К тому моменту, когда пришло ее время шагнуть в большой мир – поступить в вуз и зажить более или менее самостоятельной, обособленной жизнью, – личность ее сформировалась весьма самобытным путем, в ней чувствовалось что-то дикое, аскетичное, сложное. Фриде повезло попасть в среду, где подобная сложность натуры не порицалась, а воспринималась скорей как знак качества. Она поступила в Академию художеств на факультет станковой живописи.
Писала она увлеченно, до ломоты в суставах и спине, склоняясь над белым фактурным холстом, следуя взором за рукой, держащей кисть, как за проводником в другой мир.

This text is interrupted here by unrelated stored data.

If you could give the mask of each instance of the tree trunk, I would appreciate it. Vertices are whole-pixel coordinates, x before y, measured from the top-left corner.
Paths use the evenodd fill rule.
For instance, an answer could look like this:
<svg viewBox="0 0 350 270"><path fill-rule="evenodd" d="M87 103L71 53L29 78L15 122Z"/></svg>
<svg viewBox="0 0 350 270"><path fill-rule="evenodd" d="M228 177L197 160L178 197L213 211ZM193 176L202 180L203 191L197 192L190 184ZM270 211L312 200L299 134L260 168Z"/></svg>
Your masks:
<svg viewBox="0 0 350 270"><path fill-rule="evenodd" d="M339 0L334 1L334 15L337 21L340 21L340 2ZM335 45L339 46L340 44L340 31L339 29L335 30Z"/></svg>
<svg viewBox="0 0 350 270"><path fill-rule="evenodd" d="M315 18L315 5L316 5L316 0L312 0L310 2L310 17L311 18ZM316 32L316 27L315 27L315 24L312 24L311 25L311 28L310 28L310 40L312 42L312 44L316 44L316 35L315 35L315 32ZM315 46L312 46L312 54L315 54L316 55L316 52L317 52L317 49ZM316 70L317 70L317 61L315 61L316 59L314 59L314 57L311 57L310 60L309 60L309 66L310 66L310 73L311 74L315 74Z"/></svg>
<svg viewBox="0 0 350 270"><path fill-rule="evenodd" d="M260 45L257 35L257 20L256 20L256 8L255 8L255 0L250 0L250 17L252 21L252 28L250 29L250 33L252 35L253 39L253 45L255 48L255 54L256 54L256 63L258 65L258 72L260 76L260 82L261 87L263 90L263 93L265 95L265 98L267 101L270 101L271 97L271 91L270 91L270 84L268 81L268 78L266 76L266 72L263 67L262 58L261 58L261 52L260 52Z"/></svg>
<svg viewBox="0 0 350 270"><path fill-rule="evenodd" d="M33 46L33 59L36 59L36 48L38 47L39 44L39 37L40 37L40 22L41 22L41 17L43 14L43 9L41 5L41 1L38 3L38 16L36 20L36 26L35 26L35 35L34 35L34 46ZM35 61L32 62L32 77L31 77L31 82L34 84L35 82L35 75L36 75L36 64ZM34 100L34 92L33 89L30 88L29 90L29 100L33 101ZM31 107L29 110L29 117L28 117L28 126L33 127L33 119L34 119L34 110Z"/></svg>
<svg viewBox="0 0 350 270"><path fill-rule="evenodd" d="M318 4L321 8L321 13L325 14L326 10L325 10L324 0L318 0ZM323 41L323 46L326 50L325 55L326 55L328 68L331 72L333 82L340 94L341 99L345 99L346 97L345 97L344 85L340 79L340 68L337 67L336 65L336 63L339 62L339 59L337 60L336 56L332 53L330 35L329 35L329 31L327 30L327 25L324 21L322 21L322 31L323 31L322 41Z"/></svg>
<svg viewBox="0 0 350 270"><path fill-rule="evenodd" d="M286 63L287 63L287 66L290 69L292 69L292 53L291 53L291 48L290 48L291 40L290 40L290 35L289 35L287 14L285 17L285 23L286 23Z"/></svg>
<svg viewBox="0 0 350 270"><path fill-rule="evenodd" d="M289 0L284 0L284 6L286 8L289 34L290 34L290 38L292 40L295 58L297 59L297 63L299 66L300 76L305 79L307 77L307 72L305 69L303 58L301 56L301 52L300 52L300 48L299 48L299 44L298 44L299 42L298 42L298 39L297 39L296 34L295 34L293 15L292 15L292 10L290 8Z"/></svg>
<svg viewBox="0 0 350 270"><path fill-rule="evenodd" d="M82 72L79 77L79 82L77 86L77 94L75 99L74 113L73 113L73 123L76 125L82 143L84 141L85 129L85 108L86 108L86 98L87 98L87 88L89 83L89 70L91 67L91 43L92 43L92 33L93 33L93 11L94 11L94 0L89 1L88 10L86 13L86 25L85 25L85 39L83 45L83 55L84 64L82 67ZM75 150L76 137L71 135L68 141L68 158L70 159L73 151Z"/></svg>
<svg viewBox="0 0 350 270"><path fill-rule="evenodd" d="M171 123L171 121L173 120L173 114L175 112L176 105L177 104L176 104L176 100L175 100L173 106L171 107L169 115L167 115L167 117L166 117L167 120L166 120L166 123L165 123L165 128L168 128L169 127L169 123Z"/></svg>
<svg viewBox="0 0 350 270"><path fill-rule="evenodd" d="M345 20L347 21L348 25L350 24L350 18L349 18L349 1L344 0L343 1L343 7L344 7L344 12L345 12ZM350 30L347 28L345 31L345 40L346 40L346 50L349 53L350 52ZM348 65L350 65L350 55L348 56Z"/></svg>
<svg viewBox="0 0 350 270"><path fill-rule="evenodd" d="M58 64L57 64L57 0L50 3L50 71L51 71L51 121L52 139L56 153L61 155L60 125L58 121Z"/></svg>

Она любила наблюдать, как изумрудная зелень и желтый кадмий, охра и жженая умбра подбирают под себя белое волокно, поглощают пустоту и, сроднившись от вынужденного соседства, являют взору целостность – яркое, сочное полотно. Дышащее, настоящее.
Живя в Москве, Фрида кругом видела серость. Не то чтобы в облике столицы доминировал серый цвет, просто большую часть года Москва была подернута белесой пеленой холода, как строительными лесами, которую нещадно марали вечная слякоть и выхлопные газы. Цвет получался таким, словно краски неумело смешали на ватманской бумаге, а потом попытались замыть пятно большим количеством воды. В художественной школе, когда Фрида только-только начинала познавать волшебную силу рукотворного цвета посредством акварели, сухощавый преподаватель с седеющей бородкой и будто врожденной сутулостью называл такие пятна «разводить на рисунке грязь».
В памяти Фриды ярко жили моменты, когда в раннем детстве мать вывозила ее в загородный домишко, который находился в ста двадцати километрах от Москвы. Их наезды туда случались поздней весной, летом, ранней осенью, когда природа сочилась всевозможными цветами, а старенькая постройка не нуждалась в отоплении. Ее мать была переводчицей художественной литературы с английского и испанского, работая на дому. В поисках вдохновения и умиротворяющей тишины она частенько уезжала в этот дом, прихватив с собой маленькую Фриду. Там они проводили недели, а иногда и месяцы, существуя в гармонии друг с другом и миром.